Given the large team and a long list of todo items, I became increasingly interested in the optimization of what the team should working on. For a while, I maintained a Google Spreadsheet called “Top 10 Most Wanted”, ranking 10 JIRA ticket by a score. I called this idea of applying a data-driven approach to the todo list metaanalyisis. The metric I chose was the number of transitive targets a task was blocking. Over the summer, Hannah Ku, an intern from UC Berkeley, worked with Angela to turn “Top X Most Wanted” into a real dashboard that are updated automatically. Now whenever we onboarded someone, we could point them to the most impactful tasks.

As we were increasing the number of Bazel-compatible targets, we were starting to bump into scalability issues with buildcache. I think around that time Ekaterina (Katya) Tyurina produced detailed analysis on scalability walls the buildcache cluster was hitting due to TCP buffer allocation, as well as potential hermeticity leaks.

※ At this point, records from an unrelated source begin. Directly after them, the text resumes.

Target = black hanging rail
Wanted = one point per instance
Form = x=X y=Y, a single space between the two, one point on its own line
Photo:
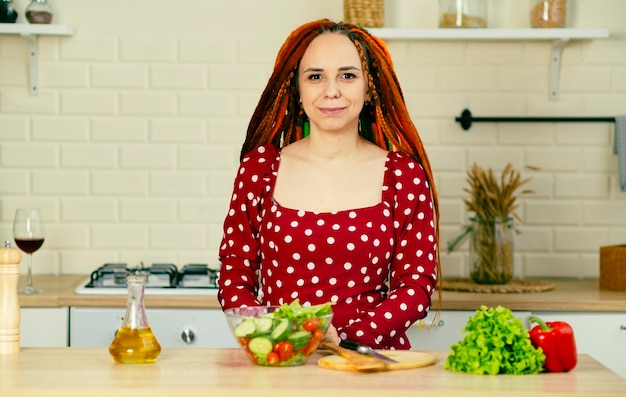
x=466 y=119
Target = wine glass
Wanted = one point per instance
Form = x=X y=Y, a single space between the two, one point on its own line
x=29 y=235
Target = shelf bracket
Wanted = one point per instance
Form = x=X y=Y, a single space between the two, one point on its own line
x=33 y=63
x=555 y=67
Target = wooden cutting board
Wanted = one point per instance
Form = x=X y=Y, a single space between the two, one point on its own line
x=407 y=359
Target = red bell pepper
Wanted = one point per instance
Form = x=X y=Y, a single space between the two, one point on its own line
x=556 y=339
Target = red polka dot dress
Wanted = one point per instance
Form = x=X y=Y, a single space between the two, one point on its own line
x=377 y=264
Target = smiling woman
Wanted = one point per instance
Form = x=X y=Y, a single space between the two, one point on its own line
x=334 y=199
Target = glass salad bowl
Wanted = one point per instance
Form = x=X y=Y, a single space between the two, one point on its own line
x=279 y=336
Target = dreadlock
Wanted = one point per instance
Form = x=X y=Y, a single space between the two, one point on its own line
x=385 y=120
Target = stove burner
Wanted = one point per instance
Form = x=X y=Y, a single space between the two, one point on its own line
x=160 y=275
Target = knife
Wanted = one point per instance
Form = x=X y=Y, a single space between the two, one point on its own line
x=363 y=349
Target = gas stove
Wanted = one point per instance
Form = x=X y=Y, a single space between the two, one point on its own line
x=162 y=279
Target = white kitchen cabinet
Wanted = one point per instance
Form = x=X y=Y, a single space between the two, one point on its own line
x=601 y=335
x=43 y=326
x=448 y=329
x=96 y=327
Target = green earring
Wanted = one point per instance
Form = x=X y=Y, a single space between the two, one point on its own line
x=306 y=129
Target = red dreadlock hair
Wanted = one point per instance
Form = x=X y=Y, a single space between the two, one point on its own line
x=279 y=119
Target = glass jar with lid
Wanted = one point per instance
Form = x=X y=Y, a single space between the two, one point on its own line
x=462 y=13
x=7 y=12
x=548 y=13
x=39 y=11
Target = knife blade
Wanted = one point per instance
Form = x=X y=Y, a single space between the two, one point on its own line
x=364 y=349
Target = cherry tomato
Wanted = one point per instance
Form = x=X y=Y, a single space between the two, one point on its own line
x=311 y=325
x=251 y=355
x=285 y=350
x=310 y=348
x=318 y=334
x=272 y=358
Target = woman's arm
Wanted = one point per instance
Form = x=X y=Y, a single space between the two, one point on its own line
x=412 y=275
x=239 y=251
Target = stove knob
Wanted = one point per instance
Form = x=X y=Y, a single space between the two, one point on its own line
x=188 y=336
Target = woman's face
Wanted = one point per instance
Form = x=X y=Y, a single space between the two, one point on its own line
x=332 y=86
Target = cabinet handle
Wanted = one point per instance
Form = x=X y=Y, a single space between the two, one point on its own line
x=188 y=336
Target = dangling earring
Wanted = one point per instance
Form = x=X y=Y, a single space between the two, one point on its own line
x=306 y=128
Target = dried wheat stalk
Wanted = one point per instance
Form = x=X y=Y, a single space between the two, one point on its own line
x=493 y=201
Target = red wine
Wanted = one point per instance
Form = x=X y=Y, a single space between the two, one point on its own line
x=29 y=245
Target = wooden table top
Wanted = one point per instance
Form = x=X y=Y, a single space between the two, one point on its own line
x=568 y=295
x=91 y=372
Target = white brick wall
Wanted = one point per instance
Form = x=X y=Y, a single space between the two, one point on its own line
x=131 y=146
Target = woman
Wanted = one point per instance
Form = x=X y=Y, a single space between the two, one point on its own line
x=334 y=199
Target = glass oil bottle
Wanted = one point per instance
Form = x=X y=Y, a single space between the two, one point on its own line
x=134 y=341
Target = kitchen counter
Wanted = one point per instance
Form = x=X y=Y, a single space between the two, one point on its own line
x=568 y=295
x=91 y=372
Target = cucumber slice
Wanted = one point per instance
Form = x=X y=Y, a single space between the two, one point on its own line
x=260 y=346
x=263 y=325
x=282 y=330
x=299 y=339
x=245 y=328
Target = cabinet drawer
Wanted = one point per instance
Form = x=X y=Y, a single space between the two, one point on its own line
x=43 y=326
x=172 y=327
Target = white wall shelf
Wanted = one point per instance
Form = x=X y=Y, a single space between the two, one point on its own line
x=558 y=37
x=32 y=33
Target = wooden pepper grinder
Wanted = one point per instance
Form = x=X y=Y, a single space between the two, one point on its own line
x=9 y=305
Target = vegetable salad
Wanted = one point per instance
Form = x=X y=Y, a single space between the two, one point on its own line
x=286 y=336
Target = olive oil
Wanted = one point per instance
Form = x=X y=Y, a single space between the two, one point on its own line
x=134 y=342
x=135 y=346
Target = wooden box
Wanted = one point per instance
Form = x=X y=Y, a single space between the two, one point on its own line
x=613 y=268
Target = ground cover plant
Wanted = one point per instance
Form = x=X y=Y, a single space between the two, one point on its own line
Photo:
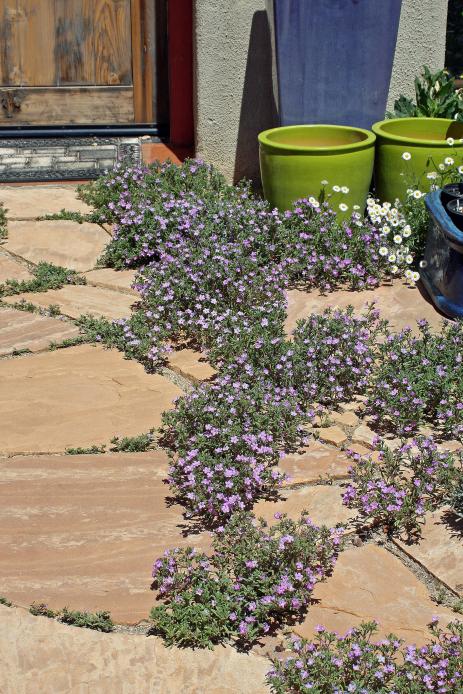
x=46 y=276
x=396 y=488
x=334 y=664
x=257 y=578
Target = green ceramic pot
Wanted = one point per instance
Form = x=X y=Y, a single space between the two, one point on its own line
x=425 y=140
x=296 y=160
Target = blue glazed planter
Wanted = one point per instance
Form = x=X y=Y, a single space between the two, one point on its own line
x=334 y=59
x=442 y=274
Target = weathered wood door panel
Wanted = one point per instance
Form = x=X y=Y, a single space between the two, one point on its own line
x=73 y=61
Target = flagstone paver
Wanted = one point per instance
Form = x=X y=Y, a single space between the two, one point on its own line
x=440 y=549
x=190 y=364
x=10 y=269
x=322 y=502
x=77 y=299
x=23 y=330
x=62 y=242
x=78 y=396
x=30 y=202
x=83 y=531
x=315 y=462
x=368 y=583
x=43 y=656
x=401 y=304
x=121 y=280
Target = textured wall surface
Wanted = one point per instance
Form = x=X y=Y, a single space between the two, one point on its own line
x=420 y=41
x=235 y=95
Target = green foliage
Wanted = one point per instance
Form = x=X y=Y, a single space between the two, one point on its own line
x=133 y=444
x=42 y=610
x=435 y=97
x=86 y=451
x=46 y=276
x=257 y=578
x=99 y=621
x=3 y=223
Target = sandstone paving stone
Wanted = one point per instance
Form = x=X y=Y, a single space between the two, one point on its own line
x=62 y=242
x=42 y=656
x=440 y=549
x=315 y=461
x=334 y=435
x=10 y=269
x=322 y=502
x=30 y=202
x=369 y=583
x=190 y=364
x=77 y=396
x=401 y=304
x=84 y=530
x=76 y=299
x=121 y=280
x=23 y=330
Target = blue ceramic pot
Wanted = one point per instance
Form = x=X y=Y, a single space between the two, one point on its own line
x=334 y=59
x=442 y=274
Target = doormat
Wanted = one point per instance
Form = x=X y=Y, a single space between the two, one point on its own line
x=64 y=158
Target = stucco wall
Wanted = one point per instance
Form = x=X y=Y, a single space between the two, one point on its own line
x=235 y=94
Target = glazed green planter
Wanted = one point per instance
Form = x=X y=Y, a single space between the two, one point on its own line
x=296 y=160
x=425 y=140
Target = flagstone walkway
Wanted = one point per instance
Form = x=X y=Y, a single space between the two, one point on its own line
x=82 y=530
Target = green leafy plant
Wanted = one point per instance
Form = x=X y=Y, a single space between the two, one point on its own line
x=257 y=579
x=42 y=610
x=46 y=276
x=99 y=621
x=435 y=97
x=354 y=662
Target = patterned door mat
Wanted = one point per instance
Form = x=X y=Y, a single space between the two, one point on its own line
x=63 y=158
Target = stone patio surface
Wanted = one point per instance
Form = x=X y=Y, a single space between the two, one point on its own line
x=40 y=656
x=82 y=531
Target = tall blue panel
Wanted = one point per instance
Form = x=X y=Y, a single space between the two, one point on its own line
x=334 y=59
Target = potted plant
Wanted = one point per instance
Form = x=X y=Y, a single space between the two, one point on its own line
x=299 y=161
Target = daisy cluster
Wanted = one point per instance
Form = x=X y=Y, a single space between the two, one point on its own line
x=356 y=663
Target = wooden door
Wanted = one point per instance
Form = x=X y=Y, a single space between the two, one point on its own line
x=76 y=61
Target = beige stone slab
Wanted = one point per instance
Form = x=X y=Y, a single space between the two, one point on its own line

To switch gears, in Q3 I started driving Summer of Scalding workstream to design and implement Bazel support for data processing jobs. This included talking with different teams who own the deployment pipeline and data platforms. This made me realize that to the rest of the company, we offered “Build” as a product, not Pants or Bazel, and smooth migration required almost a drop-in replacement for the output. For that reason, I implemented shell script level extension bazel bundle that would produce Pants-compatible deployment image, and Bazel support for Scalding using it.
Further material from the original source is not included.